The Importance of Books in My Life:
It’s hard for me to believe sometimes how much reading has changed my life. I used to hate books and the words they contained within them. The stories I would have left untouched simply because of the format in which they were told. Honestly, I could not be happier that I ended up in the English class I did in the 7th Grade. As, if it weren’t for that class, I would probably still be turning my nose up at books and would never have been privy to the secrets they hoard between their pages. I wouldn’t have spine next to spine lined bookshelves or any of the magical and wondrous adventures that I’ve experienced.
I would never have meet such charming and endearing characters as Eric (Cat) Chant from Diana Wynne Jones’ Charmed Life or Charlie from Stephen Chbosky’s, The Perks of Being a Wallflower. Never to see the mystical world of J.K. Rowling’s Harry Potter series or to get the wonderfully bitter taste of darkness that Kelley York’s novel, Hushed, provided. Never to be left wondering ‘who done it?’ until the final pages reveal like in Agatha Christie’s And Then There Were None or even get that special inside look at human perseverance that I got when reading A Monster Calls by Patrick Ness. I would have never gotten to see as true of love as Westley and Buttercup’s from William Goldman’s, The Princess Bride or try to make sense of the lot you have been given in life with Ponyboy Curtis from The Outsiders by S.E. Hinton; to go that journey with Hansel and Gretel, from Adam Gidwitz’ A Tale Dark and Grimm, to find a new family after their parents chopped off their heads – only to discover themselves.
Books hold a very special place in, not only my heart, but my life. There is no doubt in my mind that I would be a very different person without them. I would never have fallen in love with mythology and I probably would never have found the inspiration to want to be a writer myself, and, perhaps, I would not be as tolerant as I am now. Nor, would I have found a deep love for comics. They provide an escape or simply a friend when I needed one, and they also can give me a sense of danger I may never have. I can travel not only to different parts of this world, but have the chance to explore others, such as Terry Pratchett’s Discworld, or simply be shot into a dystopian future – like with The Hunger Games Trilogy by Suzanne Collins. I feel that I can grow and develop with the characters, share not only in their ups, but also in their downs. True, it is possible that not even the characters themselves are inherently good. The possibility that there is no thick line between good and evil is always there and the choices made can be overwhelmingly hard because the distinction between the two is so heavily blurred.
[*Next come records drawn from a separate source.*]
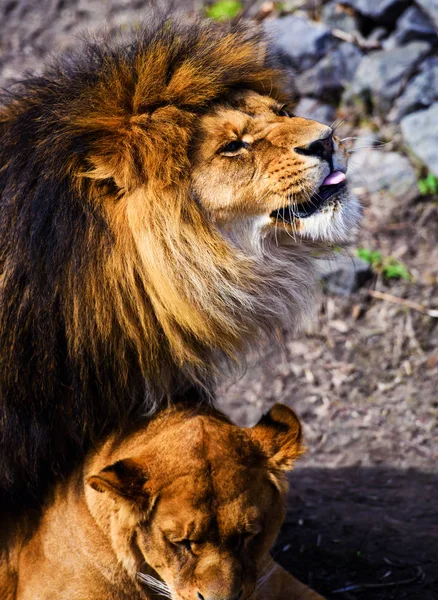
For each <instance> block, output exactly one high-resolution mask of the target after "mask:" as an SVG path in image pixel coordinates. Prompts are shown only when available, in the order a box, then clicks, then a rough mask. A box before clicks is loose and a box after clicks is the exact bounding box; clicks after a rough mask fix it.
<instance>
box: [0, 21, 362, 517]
mask: <svg viewBox="0 0 438 600" xmlns="http://www.w3.org/2000/svg"><path fill="white" fill-rule="evenodd" d="M274 67H275V65H274V63H273V59H272V58H271V55H270V52H269V48H268V45H267V44H266V42H265V41H264V40H263V37H262V34H261V33H260V32H259V31H258V30H256V29H255V28H254V27H253V26H250V27H248V26H245V25H242V24H240V25H219V24H214V23H208V22H207V23H202V22H196V23H191V24H188V25H187V24H186V25H181V24H176V23H175V22H172V20H169V19H168V20H166V21H165V22H164V23H161V24H157V23H156V24H150V25H148V26H147V27H145V28H144V29H142V30H141V31H137V32H136V33H135V34H134V35H133V37H132V38H131V39H129V40H128V41H126V40H125V41H122V42H119V41H118V40H114V39H112V40H106V41H105V40H101V41H97V42H95V41H92V42H89V43H88V44H86V45H85V46H84V47H82V48H81V49H80V50H79V51H77V52H76V53H74V52H70V53H69V54H67V55H65V56H64V57H62V58H61V59H59V60H58V61H55V62H53V64H51V65H50V66H48V67H47V68H46V69H45V71H44V72H43V73H42V74H41V75H35V76H33V77H28V78H27V79H24V80H23V81H21V82H19V83H17V84H16V85H15V86H14V87H12V88H11V90H10V92H9V93H8V94H7V95H6V96H5V102H4V106H3V107H2V108H0V410H1V419H0V502H1V503H3V504H5V503H7V502H10V501H11V500H12V501H13V502H14V503H15V505H16V506H17V505H18V504H19V503H22V504H24V505H26V506H29V505H30V504H31V499H32V498H34V499H36V501H37V502H41V500H42V499H44V498H45V497H46V493H47V487H48V486H49V485H50V482H51V481H53V480H54V478H56V477H58V476H65V475H67V474H68V473H69V472H71V470H72V468H73V467H74V466H75V465H77V464H78V463H79V461H80V460H81V458H82V457H83V456H84V453H85V452H86V451H87V449H88V448H89V447H90V445H91V444H95V443H96V442H98V441H99V440H101V439H103V436H105V435H107V434H108V433H110V432H111V431H114V430H115V429H116V428H117V429H118V428H122V427H124V426H125V425H129V424H131V423H135V422H136V421H137V420H138V419H139V418H140V417H141V416H142V415H144V414H145V413H148V412H151V411H154V410H156V409H157V408H160V407H162V406H165V405H166V404H167V403H168V402H171V403H178V402H180V401H184V402H189V403H190V402H192V403H194V405H195V404H198V403H206V402H208V401H209V400H210V399H211V398H212V395H213V388H214V383H215V382H214V379H215V375H216V374H217V373H218V372H220V371H221V369H223V365H224V361H228V362H230V361H231V362H236V361H238V360H239V354H240V353H241V351H242V350H243V349H244V347H245V344H247V343H248V341H249V340H252V339H255V338H256V336H257V335H258V333H259V332H260V330H263V329H264V330H265V331H271V330H272V328H273V327H274V326H275V325H277V324H279V323H285V322H287V323H288V325H289V326H291V327H292V326H294V325H296V324H297V322H299V321H300V319H301V318H302V315H303V314H304V313H306V312H308V309H309V307H310V306H311V305H312V289H313V282H314V268H313V262H314V254H315V253H317V252H319V250H318V249H315V246H318V244H319V243H321V242H325V243H326V242H327V241H330V242H336V243H339V242H341V241H342V240H344V239H345V238H346V237H347V235H348V234H349V232H350V230H351V228H352V227H353V226H354V225H355V223H356V221H357V216H358V208H357V205H356V204H355V202H354V201H353V200H352V199H351V198H350V196H349V194H348V191H347V188H346V185H345V182H344V179H345V175H344V173H345V171H346V168H347V159H346V153H345V151H344V149H343V148H342V144H341V143H340V141H339V139H337V138H336V137H335V136H334V135H333V132H332V130H331V129H330V127H327V126H325V125H321V124H320V123H316V122H314V121H310V120H306V119H302V118H297V117H294V116H293V115H292V114H290V113H289V112H288V111H287V109H286V107H285V104H286V98H285V94H284V93H283V91H282V89H281V82H282V73H281V71H279V70H276V69H275V68H274Z"/></svg>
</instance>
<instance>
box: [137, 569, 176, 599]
mask: <svg viewBox="0 0 438 600" xmlns="http://www.w3.org/2000/svg"><path fill="white" fill-rule="evenodd" d="M137 577H138V578H139V579H140V581H142V582H143V583H145V584H146V585H147V586H148V587H150V588H151V590H153V591H154V592H157V593H158V595H159V596H164V597H165V598H172V594H171V592H170V588H169V586H168V585H167V583H164V581H160V580H159V579H156V578H155V577H153V576H152V575H147V574H146V573H140V572H138V573H137Z"/></svg>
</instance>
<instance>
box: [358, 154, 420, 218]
mask: <svg viewBox="0 0 438 600" xmlns="http://www.w3.org/2000/svg"><path fill="white" fill-rule="evenodd" d="M350 165H351V167H352V169H350V170H349V171H348V179H349V181H350V185H351V187H352V190H353V192H354V193H355V194H357V195H358V196H359V198H360V197H365V198H367V199H368V200H370V204H371V210H372V212H373V213H374V214H375V216H376V218H378V219H379V221H390V220H391V218H392V217H393V216H394V215H395V214H396V213H397V212H398V211H399V209H400V205H401V204H406V203H408V202H410V201H411V200H413V199H414V198H416V196H417V195H418V188H417V175H416V172H415V170H414V168H413V167H412V165H411V164H410V162H409V160H408V159H407V158H406V156H403V155H401V154H399V153H398V152H382V151H381V150H377V149H376V150H358V151H357V152H355V153H354V154H353V155H352V158H351V160H350Z"/></svg>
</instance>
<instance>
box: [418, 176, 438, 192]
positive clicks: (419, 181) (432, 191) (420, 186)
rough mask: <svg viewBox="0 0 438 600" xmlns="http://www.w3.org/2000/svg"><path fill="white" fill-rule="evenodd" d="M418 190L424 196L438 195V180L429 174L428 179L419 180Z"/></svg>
mask: <svg viewBox="0 0 438 600" xmlns="http://www.w3.org/2000/svg"><path fill="white" fill-rule="evenodd" d="M418 190H419V192H420V194H421V195H422V196H427V195H429V194H438V179H437V178H436V177H435V175H434V174H433V173H429V174H428V175H427V177H424V178H423V179H419V180H418Z"/></svg>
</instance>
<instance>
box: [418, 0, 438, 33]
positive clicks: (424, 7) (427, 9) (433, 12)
mask: <svg viewBox="0 0 438 600" xmlns="http://www.w3.org/2000/svg"><path fill="white" fill-rule="evenodd" d="M416 1H417V4H418V6H419V7H420V8H421V9H422V10H423V11H424V12H425V13H426V15H428V16H429V17H430V19H431V20H432V23H433V24H434V25H435V29H436V30H437V31H438V0H416Z"/></svg>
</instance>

What makes a good choice? And what makes a bad choice? It can differ in the eyes of the beholder.
There are so many different stories out there just waiting for somebody to came by and read them. Some may be collecting dust and others may be considered classics and are read so many times their very binding is threatening to fall apart – desperate for a break. The amount of people whom know of the tale does not make it any better or worse, but what that tale, what the characters, may have to offer the reader is what truly makes a good book. I too, want to tell stories. Stories of characters that will, perhaps, change the life of someone who reads them. The same way as S.E. Hinton’s, The Outsiders, did for me in the 7th grade.